Using transfinite induction, I have been able to prove:
Let $a,b,c$ be nonzero ordinal numbers such that $c \times b < a$. Let $f: a \rightarrow b$ be an increasing function. Then there is $d<a$ such that $f$ is constant on the interval $\left[d,d+c\right]$.
But it seems like a stronger version might be true:
Lat $0<b<a$. Let $f: a \rightarrow b$ be an increasing function. Then there is $d<a$ such that $f$ is constant on the interval $\left[d,d+\inf\{c+1:c \times b < a\}\right)$.
However, I've had some difficulties proving it. Does it hold?
Given a function $f: a \rightarrow b$ which is non-decreasing, let $f_{\gamma},\gamma<\mu_f$ be the strictly increasing enumeration of diameters of intervals where $f$ is constant.

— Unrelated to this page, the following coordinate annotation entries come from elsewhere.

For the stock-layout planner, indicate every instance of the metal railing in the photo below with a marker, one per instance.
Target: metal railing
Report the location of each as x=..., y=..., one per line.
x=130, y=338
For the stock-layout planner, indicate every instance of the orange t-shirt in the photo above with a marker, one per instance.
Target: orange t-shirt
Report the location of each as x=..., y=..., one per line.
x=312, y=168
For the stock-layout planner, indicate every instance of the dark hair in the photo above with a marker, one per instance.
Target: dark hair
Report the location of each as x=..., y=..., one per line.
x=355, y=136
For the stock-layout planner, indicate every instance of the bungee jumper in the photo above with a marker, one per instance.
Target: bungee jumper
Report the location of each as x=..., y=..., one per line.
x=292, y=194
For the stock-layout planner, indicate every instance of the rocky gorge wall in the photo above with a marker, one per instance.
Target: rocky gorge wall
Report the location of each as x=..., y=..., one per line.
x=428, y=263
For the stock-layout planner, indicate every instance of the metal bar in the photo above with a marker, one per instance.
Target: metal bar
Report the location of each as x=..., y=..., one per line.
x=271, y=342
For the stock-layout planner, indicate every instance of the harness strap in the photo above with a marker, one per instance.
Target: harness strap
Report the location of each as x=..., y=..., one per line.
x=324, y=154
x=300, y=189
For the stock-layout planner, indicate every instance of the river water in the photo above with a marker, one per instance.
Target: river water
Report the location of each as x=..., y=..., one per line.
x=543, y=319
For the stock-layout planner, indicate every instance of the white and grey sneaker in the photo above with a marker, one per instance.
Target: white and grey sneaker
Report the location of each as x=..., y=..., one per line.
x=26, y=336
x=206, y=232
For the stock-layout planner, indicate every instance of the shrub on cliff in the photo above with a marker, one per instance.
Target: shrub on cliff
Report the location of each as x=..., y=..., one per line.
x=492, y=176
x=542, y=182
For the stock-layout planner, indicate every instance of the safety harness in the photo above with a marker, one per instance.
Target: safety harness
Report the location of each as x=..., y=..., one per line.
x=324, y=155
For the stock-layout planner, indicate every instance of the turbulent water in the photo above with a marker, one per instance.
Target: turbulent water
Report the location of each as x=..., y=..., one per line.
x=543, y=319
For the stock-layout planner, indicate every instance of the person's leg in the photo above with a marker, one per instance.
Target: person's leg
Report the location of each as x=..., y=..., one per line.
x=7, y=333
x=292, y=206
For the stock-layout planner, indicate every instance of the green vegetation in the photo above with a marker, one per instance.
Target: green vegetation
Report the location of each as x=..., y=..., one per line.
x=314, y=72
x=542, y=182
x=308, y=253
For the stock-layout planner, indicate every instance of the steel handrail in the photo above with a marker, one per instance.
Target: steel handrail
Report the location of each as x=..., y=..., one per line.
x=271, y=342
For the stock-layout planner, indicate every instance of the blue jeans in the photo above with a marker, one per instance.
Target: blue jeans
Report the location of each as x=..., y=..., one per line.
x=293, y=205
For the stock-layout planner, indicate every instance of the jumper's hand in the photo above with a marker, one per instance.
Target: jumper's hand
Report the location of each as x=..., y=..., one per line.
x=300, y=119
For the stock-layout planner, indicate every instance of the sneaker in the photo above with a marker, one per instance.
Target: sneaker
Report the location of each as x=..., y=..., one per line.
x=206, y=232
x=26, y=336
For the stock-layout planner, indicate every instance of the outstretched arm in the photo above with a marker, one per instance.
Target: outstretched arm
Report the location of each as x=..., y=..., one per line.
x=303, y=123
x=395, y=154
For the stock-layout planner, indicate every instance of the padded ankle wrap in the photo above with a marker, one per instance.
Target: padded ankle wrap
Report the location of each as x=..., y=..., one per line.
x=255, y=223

By that I mean that $f$ is constant on $[0,f_0)$, with $f(f_0)>f(0)$, then again constant on $[f_0,f_0+f_1)$ with $f(f_0+f_1)>f(f_0)$ and so on... Notice that this enumeration is uniquely determined by $f$.
I interpret your question as looking for a description of the function $\Psi:(a,b) \mapsto \min \{\sup \limits_{\gamma<\mu_f} f_{\gamma} : f: a\rightarrow b\}$.
Consider such function $f$ and write $c:=\sup \limits_{\gamma<\mu_f} f_{\gamma} $. You can see that we have $a=\sum \limits_{\gamma<\mu_f} f_{\gamma}$ so $a \leq c \ \mu_f$. Notice that this could be an equality. We also have a strictly increasing map $\mu_f \rightarrow b$ given by $\gamma \mapsto f(\sum \limits_{\eta<\gamma} f_{\eta})$, so $\mu_f\leq b$ (again, possibly an equality) so $a\leq c \ b$.
This proves that for $c'$ with $a>c' \ b$, we have $c+1\leq c$ so $c+1\leq \Psi(a,b)$. Thus your conjecture (which I assume is with $\sup$ instead of $\inf$) is true.